I like Polly Toynbee. In my book A Classless Society, I celebrated her 1995 article in the aftermath of the fiftieth anniversary of VE Day, when she chided the British nation for being so obsessed with the past on 8 May that it forgot to make anything of Europe Day on 9 May. Leave aside that nonsense about defeating Nazism, she urged us, and get on with celebrating the EU. To be charitable, let's assume it was satire.
Her latest piece in the Guardian is a little less frivolous. She argues that the Labour Party's commitment to (sort of) abolishing the non-domiciled tax category may prove to be as 'totemic' as Margaret Thatcher's policy of selling council houses to their tenants. Whether the commitment (if enacted) would raise any revenue is irrelevant: 'The message, not the money, is what matters.'
I think she's right. This is a purely symbolic gesture. And I suspect it may play very well, possibly even among those Labour voters who are being tempted toward Ukip.
But what is the message that Ed Miliband is sending out with this announcement? According to Toynbee, it represents, along with the 'mansion' tax and the 50 per cent tax rate, a 'significant break with New Labour's contamination, infatuation and fear of the super-rich'.

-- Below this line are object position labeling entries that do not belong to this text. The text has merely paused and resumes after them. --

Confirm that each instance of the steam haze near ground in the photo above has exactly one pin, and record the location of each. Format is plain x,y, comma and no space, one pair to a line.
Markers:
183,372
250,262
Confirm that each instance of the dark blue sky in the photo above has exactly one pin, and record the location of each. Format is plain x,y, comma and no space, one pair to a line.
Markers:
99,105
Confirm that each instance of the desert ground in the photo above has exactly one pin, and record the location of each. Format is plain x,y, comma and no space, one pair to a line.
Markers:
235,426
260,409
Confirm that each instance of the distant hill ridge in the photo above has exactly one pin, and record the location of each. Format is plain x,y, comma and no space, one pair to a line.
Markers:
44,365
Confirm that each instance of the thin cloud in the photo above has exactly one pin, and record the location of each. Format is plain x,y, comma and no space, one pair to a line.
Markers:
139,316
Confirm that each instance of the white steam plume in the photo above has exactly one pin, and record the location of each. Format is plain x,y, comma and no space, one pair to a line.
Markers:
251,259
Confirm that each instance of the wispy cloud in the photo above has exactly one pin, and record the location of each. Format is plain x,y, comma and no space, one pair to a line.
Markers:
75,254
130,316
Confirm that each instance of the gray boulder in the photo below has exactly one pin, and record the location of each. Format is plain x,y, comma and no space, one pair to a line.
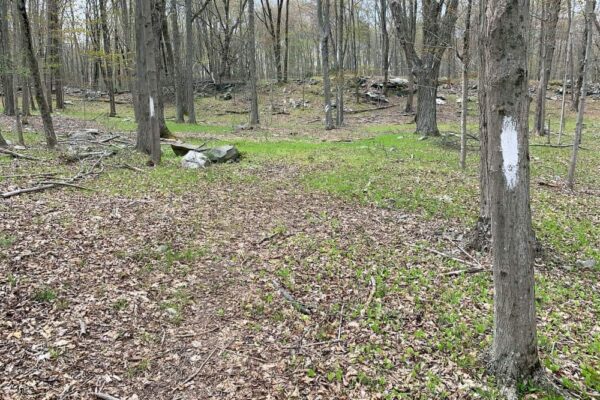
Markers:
223,154
194,160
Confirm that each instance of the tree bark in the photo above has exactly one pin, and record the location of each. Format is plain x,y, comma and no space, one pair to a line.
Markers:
107,59
385,47
569,52
438,28
189,63
466,59
148,134
6,64
589,17
340,65
254,117
549,44
35,73
323,17
179,82
505,112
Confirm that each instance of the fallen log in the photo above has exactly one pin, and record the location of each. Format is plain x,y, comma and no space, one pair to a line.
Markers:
18,155
371,109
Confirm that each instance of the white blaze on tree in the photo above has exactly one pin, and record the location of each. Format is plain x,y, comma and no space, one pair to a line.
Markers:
510,151
151,107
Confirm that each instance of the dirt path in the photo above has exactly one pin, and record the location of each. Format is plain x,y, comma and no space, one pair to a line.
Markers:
133,297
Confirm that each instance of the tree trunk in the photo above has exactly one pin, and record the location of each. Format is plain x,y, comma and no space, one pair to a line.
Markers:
505,112
340,65
569,52
189,63
323,17
108,59
54,54
549,44
37,80
148,135
286,56
385,47
179,82
427,81
6,62
466,59
589,17
254,117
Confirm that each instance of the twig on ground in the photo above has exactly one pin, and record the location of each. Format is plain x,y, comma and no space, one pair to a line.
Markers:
465,271
371,295
341,321
301,308
130,167
371,109
298,346
47,174
197,372
18,155
105,396
439,253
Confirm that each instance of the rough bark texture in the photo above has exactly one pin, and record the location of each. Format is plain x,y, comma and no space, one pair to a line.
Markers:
439,19
569,51
5,60
505,110
147,80
385,46
590,16
466,59
254,117
108,76
323,17
179,82
35,73
340,65
189,63
55,54
549,44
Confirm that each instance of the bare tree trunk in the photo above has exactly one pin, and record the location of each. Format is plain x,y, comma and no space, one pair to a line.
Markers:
466,59
577,88
323,17
589,17
566,72
108,59
427,85
549,44
189,63
5,61
54,54
505,112
286,56
148,135
340,65
179,83
385,47
254,117
37,80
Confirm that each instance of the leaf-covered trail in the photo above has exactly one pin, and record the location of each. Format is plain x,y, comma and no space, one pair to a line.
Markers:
171,296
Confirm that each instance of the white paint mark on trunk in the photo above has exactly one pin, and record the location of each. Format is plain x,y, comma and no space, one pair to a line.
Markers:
151,107
510,151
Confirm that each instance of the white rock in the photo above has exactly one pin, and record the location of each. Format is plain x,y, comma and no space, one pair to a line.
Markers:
194,160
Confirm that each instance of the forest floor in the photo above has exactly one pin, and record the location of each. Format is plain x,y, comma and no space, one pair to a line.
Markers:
167,283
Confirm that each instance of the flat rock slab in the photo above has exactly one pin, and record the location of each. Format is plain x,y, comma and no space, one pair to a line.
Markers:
194,160
181,149
223,154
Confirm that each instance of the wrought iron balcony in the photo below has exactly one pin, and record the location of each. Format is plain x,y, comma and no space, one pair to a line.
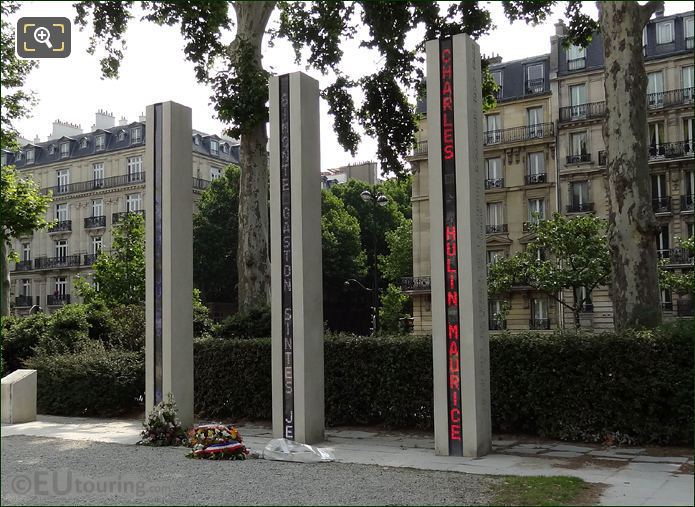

And that seems to me to be a bit of a letdown. If even Labour's friends (and I believe that Toynbee is presently a friend of the Party) can only spin this as being an exorcism of New Labour ghosts, that doesn't really fit into the category of 'totemic policies that announce what a party stands for'. Rather, it's negative; it announces what Miliband is against, not what he's for. And what he's against, says Toynbee, is Tony Blair. Which is as a good way of uniting the nation as any, but is a slightly odd approach to take for the leader of the Labour Party.
A decent policy, but not one that feels like it's in the same class as council-house sales. More like Blair's own attack on Clause Four, though a bit later in the day.